Das wohltuend Verwirrende an diesem Killerblick auf Berlin ist, dass all die als Party-Kulisse gefeierte Kaputtness hier einem schlichten Raster unterworfen wird: Wo ist das Geld, wo ist die Gefahr? Durch die Fenster großer, dunkler Limousinen, zwischen zwei Jobs, sieht Tony die Clubgänger nett, harmlos, unbeleckt und jung-dumm frühmorgens durch die Straßen ziehen. Und da, wo einem klar wird, dass Tonys sehnsüchtiger Blick einfach der des normalen, sauberen, ein wenig abgespannten Geschäftsmanns ist, der die verfallenen Häuser nicht als Location, sondern ausschließlich als Verwertungsobjekte zu betrachten gewohnt ist – da fällt einem ein, wie nett, harmlos, wie unbeleckt, wie jung-dumm die Mehrzahl dessen gewesen ist, was hierzulande seit den Neunzigern so als Berlin-Roman durchging, wie unangemessen den Vorgängen in dieser Stadt. Und denkt man Giovinazzo weiter, so kommt man zu dem Ergebnis, dass die amerikanische Mafia allein deswegen in der deutschen Hauptstadt scheitern müsste, weil der Platz schon vergeben ist.

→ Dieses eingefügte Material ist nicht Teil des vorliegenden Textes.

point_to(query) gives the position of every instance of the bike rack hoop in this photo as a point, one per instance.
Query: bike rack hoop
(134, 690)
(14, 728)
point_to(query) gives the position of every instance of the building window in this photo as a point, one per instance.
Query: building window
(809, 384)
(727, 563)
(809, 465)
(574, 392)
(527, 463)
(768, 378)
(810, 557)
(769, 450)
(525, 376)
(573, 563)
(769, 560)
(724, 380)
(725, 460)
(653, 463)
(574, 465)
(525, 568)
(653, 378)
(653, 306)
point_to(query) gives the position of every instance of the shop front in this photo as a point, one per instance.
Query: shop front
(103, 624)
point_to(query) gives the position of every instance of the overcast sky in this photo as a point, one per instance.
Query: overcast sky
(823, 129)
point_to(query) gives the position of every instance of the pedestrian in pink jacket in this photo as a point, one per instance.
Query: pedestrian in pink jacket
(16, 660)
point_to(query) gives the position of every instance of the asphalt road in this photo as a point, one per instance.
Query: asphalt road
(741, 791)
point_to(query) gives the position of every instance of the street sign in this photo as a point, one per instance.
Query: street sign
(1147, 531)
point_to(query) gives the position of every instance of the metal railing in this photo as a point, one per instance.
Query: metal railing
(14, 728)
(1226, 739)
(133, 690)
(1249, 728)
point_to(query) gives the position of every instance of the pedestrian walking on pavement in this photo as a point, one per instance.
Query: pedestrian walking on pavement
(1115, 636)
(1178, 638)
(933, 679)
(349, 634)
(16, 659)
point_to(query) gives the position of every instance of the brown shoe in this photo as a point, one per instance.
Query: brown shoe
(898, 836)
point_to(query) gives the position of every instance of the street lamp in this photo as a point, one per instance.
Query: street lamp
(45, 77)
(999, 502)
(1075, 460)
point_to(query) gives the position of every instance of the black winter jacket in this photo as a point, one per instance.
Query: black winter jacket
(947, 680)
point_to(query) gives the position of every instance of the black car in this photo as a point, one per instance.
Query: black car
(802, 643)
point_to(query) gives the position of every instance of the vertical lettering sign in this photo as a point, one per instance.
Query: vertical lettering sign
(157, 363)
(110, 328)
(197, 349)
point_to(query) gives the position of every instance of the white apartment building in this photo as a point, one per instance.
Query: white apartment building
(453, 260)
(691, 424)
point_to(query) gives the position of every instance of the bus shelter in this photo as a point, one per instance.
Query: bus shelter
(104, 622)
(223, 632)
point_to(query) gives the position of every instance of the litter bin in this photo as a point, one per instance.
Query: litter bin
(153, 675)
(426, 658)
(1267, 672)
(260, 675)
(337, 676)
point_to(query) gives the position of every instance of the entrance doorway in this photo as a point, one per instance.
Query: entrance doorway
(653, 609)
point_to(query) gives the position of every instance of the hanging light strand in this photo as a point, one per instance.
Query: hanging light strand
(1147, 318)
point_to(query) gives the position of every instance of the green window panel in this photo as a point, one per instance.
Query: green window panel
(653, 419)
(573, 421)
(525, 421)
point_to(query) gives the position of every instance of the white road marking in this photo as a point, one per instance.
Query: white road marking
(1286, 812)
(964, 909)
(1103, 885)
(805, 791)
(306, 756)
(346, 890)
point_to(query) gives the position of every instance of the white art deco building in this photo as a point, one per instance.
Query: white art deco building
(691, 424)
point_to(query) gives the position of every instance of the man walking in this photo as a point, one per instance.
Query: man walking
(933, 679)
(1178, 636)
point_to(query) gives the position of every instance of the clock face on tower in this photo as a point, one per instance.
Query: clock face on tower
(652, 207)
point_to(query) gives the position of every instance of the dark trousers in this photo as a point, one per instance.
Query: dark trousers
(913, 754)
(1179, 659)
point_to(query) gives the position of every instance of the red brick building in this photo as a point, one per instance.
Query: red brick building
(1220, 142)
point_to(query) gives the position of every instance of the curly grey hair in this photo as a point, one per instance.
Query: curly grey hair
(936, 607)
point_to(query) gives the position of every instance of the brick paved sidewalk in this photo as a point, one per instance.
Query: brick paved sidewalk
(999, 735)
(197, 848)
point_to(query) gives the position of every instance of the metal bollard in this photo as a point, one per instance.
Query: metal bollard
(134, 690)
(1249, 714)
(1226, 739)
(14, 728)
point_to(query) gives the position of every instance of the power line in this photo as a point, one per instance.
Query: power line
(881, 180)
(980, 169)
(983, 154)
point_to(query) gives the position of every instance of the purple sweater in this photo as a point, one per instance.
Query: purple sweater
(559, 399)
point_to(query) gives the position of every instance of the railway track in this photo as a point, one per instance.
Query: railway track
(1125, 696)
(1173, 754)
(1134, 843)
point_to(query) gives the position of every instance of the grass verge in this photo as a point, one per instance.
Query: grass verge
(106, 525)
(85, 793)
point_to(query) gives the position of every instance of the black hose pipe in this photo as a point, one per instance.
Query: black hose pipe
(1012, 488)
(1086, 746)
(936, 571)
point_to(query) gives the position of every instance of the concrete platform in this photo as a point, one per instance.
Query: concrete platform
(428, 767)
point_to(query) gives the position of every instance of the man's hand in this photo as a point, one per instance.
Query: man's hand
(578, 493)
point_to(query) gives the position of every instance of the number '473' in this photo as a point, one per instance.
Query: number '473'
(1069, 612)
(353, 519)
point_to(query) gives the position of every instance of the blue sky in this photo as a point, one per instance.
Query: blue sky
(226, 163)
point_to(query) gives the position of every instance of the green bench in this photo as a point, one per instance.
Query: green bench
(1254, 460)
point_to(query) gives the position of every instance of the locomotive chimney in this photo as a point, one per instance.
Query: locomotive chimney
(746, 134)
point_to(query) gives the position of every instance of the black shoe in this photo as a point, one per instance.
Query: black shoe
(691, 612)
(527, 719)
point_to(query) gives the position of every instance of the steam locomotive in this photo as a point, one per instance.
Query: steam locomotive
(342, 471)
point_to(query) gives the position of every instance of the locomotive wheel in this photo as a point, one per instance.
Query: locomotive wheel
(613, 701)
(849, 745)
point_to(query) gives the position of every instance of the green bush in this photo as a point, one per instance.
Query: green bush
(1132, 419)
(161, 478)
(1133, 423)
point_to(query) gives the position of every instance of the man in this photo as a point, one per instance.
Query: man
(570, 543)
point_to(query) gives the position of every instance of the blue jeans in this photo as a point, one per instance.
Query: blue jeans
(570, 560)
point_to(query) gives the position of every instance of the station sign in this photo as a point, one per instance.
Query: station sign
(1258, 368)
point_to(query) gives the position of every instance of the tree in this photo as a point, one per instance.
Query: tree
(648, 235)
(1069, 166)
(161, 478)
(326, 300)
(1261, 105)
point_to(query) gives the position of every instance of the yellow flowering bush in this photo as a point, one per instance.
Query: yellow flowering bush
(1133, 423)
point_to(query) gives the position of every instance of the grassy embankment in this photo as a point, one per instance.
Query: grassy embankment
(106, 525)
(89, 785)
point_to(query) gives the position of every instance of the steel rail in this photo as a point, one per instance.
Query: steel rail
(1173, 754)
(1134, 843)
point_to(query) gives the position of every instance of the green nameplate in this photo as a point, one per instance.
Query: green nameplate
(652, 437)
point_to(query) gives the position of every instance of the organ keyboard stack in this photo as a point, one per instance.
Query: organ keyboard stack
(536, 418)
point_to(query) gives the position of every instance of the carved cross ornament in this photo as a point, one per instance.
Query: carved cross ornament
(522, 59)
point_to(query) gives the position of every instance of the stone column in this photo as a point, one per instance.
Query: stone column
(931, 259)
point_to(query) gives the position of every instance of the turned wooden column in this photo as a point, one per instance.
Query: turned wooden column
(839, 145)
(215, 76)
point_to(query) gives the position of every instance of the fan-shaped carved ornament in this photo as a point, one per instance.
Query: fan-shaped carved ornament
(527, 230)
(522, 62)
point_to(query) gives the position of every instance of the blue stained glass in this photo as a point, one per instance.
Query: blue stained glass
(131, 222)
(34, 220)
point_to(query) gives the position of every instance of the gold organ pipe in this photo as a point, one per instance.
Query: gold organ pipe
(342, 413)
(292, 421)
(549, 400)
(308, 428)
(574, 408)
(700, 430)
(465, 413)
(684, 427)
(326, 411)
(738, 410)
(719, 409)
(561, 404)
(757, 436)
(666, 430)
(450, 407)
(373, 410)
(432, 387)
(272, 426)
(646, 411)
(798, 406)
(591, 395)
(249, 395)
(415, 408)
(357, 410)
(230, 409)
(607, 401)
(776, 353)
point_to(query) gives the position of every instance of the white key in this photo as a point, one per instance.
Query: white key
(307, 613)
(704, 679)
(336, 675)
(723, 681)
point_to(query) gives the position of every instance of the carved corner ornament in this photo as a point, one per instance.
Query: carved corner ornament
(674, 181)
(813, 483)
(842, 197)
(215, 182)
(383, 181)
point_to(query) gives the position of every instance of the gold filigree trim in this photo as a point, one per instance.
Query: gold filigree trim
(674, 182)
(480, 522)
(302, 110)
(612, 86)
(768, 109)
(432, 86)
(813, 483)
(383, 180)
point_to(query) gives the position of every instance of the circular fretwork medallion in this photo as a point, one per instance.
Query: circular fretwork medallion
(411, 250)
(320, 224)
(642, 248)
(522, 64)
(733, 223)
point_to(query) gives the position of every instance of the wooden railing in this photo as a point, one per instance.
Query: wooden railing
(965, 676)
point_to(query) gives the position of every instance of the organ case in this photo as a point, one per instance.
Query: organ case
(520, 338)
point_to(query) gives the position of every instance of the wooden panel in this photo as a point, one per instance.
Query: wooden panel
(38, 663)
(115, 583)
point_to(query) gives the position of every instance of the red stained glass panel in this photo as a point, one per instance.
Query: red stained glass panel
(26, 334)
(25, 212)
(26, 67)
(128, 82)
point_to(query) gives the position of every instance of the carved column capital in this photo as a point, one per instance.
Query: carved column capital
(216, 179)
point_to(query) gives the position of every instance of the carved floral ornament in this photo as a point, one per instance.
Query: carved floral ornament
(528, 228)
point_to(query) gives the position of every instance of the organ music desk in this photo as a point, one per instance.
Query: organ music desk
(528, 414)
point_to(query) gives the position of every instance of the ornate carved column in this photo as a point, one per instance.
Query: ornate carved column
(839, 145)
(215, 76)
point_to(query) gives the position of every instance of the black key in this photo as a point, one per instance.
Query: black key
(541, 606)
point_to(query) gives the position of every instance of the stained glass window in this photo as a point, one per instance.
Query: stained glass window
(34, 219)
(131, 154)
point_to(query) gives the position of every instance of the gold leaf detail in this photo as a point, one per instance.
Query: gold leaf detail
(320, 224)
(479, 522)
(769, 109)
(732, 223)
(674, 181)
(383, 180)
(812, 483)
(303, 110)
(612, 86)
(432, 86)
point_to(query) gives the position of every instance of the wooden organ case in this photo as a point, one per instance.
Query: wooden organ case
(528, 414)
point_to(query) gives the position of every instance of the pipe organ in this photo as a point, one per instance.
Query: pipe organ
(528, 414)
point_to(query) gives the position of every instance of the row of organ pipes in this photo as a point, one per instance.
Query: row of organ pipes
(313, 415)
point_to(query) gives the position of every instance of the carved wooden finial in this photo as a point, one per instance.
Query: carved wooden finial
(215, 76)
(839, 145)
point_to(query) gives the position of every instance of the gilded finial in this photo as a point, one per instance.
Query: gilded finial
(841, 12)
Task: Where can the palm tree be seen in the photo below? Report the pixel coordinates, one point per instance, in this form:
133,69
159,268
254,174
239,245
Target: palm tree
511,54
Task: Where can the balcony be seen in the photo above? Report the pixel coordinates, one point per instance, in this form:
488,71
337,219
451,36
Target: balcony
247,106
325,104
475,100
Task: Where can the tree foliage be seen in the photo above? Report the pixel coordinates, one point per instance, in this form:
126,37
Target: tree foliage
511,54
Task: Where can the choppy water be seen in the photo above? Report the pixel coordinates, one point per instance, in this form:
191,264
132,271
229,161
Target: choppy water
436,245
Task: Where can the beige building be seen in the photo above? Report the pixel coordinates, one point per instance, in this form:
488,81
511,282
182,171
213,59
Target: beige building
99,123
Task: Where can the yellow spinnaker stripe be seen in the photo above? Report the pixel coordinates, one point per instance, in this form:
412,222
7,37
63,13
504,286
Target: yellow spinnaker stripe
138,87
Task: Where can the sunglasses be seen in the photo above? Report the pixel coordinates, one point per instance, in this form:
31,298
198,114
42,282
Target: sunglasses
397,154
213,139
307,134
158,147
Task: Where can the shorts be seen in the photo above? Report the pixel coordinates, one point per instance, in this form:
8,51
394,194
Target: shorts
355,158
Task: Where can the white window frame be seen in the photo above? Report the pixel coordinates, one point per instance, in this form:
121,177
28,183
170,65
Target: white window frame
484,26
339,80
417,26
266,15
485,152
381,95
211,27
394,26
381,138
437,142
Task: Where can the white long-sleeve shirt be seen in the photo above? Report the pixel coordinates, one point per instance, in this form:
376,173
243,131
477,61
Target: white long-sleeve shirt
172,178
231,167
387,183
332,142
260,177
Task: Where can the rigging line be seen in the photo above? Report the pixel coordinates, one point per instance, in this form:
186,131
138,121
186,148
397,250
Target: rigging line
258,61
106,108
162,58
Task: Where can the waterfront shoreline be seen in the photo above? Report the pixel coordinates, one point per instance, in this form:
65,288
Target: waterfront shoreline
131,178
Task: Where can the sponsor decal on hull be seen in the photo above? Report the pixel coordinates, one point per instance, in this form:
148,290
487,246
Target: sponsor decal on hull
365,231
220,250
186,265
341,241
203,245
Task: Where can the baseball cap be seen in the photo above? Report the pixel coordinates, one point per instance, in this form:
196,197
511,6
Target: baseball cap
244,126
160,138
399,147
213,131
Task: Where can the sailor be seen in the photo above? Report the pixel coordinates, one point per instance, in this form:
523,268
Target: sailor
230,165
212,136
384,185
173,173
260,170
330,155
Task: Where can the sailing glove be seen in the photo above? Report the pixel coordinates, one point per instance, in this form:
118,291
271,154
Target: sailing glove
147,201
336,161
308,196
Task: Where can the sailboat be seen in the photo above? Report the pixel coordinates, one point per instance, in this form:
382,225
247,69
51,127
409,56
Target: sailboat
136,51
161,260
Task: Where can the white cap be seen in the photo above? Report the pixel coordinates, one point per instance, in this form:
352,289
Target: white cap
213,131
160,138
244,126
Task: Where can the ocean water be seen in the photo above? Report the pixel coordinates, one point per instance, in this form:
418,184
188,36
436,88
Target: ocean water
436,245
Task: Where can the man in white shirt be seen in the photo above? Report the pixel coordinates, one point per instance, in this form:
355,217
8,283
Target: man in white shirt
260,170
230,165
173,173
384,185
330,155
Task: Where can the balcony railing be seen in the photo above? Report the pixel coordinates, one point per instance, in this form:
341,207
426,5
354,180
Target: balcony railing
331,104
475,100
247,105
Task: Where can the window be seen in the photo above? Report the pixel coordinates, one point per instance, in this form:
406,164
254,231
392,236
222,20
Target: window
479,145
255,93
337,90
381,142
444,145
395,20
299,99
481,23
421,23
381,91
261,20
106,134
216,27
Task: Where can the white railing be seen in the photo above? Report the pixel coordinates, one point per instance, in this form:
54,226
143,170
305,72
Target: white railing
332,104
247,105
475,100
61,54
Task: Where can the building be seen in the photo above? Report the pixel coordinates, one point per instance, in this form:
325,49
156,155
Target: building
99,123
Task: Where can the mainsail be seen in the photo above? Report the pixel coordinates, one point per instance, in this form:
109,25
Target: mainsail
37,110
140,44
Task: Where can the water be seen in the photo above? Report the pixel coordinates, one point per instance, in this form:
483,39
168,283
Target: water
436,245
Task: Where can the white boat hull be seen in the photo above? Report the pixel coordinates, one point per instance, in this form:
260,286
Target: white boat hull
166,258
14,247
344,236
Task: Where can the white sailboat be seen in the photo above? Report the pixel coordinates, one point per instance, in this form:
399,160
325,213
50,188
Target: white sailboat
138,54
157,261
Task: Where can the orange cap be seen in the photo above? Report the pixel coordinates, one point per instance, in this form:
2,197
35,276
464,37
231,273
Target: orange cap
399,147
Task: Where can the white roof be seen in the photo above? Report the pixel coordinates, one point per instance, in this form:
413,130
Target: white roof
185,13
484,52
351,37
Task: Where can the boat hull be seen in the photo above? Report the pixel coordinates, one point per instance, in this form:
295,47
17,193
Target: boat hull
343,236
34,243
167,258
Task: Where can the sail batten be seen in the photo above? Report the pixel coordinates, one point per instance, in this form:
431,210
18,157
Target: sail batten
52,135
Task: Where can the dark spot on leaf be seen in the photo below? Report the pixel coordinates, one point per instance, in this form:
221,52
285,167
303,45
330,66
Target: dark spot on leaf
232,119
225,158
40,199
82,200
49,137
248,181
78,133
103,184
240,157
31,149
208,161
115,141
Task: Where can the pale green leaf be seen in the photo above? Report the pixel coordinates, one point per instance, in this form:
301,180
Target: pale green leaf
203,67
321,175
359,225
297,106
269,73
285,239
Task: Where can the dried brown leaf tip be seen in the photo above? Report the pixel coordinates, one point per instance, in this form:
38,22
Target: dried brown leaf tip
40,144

Sprechen wir also nicht weiter von Hardy und Tony, erzählen wir von Kirch, dem Bundestag und der Bankgesellschaft, erinnern wir an die gute alte Westberliner Baumafia. Lassen wir die Russen in ihren Baucontainern in Frieden! Let’s talk about Zehlendorf!

Buddy Giovinazzo: »Potsdamer Platz«. Maas-Verlag, Reihe Pulpmaster, Berlin 2003, 411 S., 13,80 Euro.